Entrou na casa, a Sinhá havia saído, a saudade não o abatia mais, mas tinha um sentimento, começava a vontade louca de conta-lo a ela, o medo o afligia, olhou uma mesa de centro, e decidiu, "vou fazer um bilhete".
"Minha Sinhá, a tempos que venho tentando te revelar, algo que já foi melancólico e assassino, na época em que as pessoas morriam de amor.
Hoje eu te digo Sinhá, não só por você me fazer tão bem, mas pelo fato dos seus olhos serem tão 'encantadores', não sei se essa seria a palavra certa, mas, vamos ao que interessa.
A paixão toma conta de mim Sinhá, ela é cega, me proporciona a visão da sua visão, onde, qualquer olhar dócil o bastante pode ser um pretexto para achar que esse sentimento é recíproco.

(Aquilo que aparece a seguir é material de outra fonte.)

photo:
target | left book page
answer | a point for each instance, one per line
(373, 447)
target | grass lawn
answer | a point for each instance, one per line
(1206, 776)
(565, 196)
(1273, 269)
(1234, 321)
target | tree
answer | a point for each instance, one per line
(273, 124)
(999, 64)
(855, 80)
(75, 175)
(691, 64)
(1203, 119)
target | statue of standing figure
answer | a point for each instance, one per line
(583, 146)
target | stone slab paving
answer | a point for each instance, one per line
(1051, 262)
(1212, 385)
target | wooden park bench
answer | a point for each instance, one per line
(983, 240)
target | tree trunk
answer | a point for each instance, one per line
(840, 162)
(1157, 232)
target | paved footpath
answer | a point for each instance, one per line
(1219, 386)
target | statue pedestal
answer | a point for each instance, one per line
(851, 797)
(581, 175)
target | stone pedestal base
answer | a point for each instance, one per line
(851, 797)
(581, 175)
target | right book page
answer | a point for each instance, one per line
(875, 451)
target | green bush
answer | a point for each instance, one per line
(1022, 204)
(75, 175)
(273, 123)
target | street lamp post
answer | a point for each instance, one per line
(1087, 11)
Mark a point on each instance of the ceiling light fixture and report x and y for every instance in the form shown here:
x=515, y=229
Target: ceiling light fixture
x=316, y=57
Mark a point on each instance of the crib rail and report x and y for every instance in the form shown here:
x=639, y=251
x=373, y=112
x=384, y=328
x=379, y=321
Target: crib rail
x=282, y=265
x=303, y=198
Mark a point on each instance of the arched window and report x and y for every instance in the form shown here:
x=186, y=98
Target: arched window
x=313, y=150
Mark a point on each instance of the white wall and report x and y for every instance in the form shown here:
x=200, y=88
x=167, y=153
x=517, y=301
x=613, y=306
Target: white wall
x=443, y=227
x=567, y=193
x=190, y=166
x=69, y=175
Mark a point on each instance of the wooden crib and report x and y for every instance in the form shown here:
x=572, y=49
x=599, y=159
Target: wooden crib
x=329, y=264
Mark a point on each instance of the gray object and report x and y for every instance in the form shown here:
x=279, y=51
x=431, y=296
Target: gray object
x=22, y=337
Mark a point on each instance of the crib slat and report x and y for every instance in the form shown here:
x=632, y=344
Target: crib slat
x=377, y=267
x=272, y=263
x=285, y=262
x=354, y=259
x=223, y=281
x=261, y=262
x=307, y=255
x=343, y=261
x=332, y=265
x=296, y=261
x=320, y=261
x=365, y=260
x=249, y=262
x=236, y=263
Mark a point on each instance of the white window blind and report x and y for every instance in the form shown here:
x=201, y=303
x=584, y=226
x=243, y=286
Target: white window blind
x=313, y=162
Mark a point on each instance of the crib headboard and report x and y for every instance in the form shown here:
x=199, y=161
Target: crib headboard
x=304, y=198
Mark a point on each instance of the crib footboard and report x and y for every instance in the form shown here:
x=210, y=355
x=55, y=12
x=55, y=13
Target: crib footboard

Eu posso estar errado, mas me entenda, dama de vermelho, dê-me uma chance de te mostrar, e eu serei o que você quiser, e se não quiser, eu serei alguém que você passará a querer, mais e mais.
Com todo o sentimento ainda engasgado...
Alfredo"
E foi assim que o nosso herói tentou revelar o seu segredo...
Felipe Sousa Cerqueira.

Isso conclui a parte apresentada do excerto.